For two decades and counting, Savant Capital in Rockford, Ill., has charged its clients a percentage of assets under management. “We were charging 1% of AUM 20 years ago and were considered the low-cost, high-value provider,” says Brent Brodeski, the firm’s chief executive. “Today, we’re still charging 1%, but we’re doing more to earn our money, and I still think we’re the high-value provider.”

But the competitive landscape is changing, notes Brodeski, a prominent industry executive. And that change is largely because of the emergence of automated investment services that charge 35 basis points or less.

“Five years from now, if you’re only doing asset allocation, it will certainly be hard to retain good clients. If a robo advisor charges 25 bps for digital service and another 25 bps for a person on the phone, am I worth much more than 50 bps?”

Savant still wants to be able to charge 1% on AUM, he notes, but — as with many firms — “value” has emerged as the key for the traditional fee model’s future iteration. “We may end up being the high-cost provider,” Brodeski concludes. “I’m OK with that, if it means we remain the highest-value provider.”
Indeed, when it comes to pricing, charging clients a percent of assets under management — often around 1% — remains the heavyweight champion of the independent financial advisory world. Yet the venerable model faces challenges from a variety of contenders, including variations on flat fees, hourly billing and charging on a percentage of other financial metrics.

Roughly 59% of independent financial advisors surveyed by Financial Planning in February charged on a percentage of AUM. That share rose to three-quarters among fee-only RIAs — although another 13% charged fixed fees and 6.5% charged by the hour.

Yet about a quarter of fee-only advisory firms in the survey said they’d changed their fee structure in the past year (as did 20% of all independent firms), and another 13% said they were likely or somewhat likely to alter fees this year. (Nearly 350 advisors were surveyed.)

Over the longer term, the most significant test the popular standard will confront is likely to be from the proliferation of lower-cost, direct-to-consumer robo advisors. But it’s not clear that online rivals are at the root of many recent shifts.

When advisors who’d made a change in the past year were asked to explain their reasons, almost a third said they did so to increase profitability; 25% cited changes in operating costs; and almost 21% pointed to competition from other advisors. Less than 15%, by contrast, cited “competition from online advisory platforms.” (Advisors could choose multiple answers.)

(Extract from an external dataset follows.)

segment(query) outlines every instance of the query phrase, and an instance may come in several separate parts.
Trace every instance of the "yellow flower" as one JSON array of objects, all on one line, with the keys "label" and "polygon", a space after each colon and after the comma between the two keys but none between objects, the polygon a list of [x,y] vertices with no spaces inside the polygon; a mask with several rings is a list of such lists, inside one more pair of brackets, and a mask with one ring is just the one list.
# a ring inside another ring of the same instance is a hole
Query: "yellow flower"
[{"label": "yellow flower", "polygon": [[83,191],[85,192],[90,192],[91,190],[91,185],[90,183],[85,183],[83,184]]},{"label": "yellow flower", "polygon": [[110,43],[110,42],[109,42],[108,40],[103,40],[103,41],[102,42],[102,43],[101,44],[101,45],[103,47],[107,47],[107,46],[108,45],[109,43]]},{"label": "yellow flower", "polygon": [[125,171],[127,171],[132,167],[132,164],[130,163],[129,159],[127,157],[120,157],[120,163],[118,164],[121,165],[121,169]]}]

A slightly larger group of those advisors who expected to make a change this year cited digital competition as a factor, yet other issues — profitability and rival advisors, again, as well as the implementation of a minimum — still took precedence.


A recent TD Ameritrade Institutional report on pricing trends also confirmed that “downward pressure on the fee levels of independent advisory firms resulting from low-cost offerings is yet to be proven.”

Yet even if online competition isn’t turning up the heat on client fees, that doesn’t mean there aren’t good reasons for firms to rethink their pricing model.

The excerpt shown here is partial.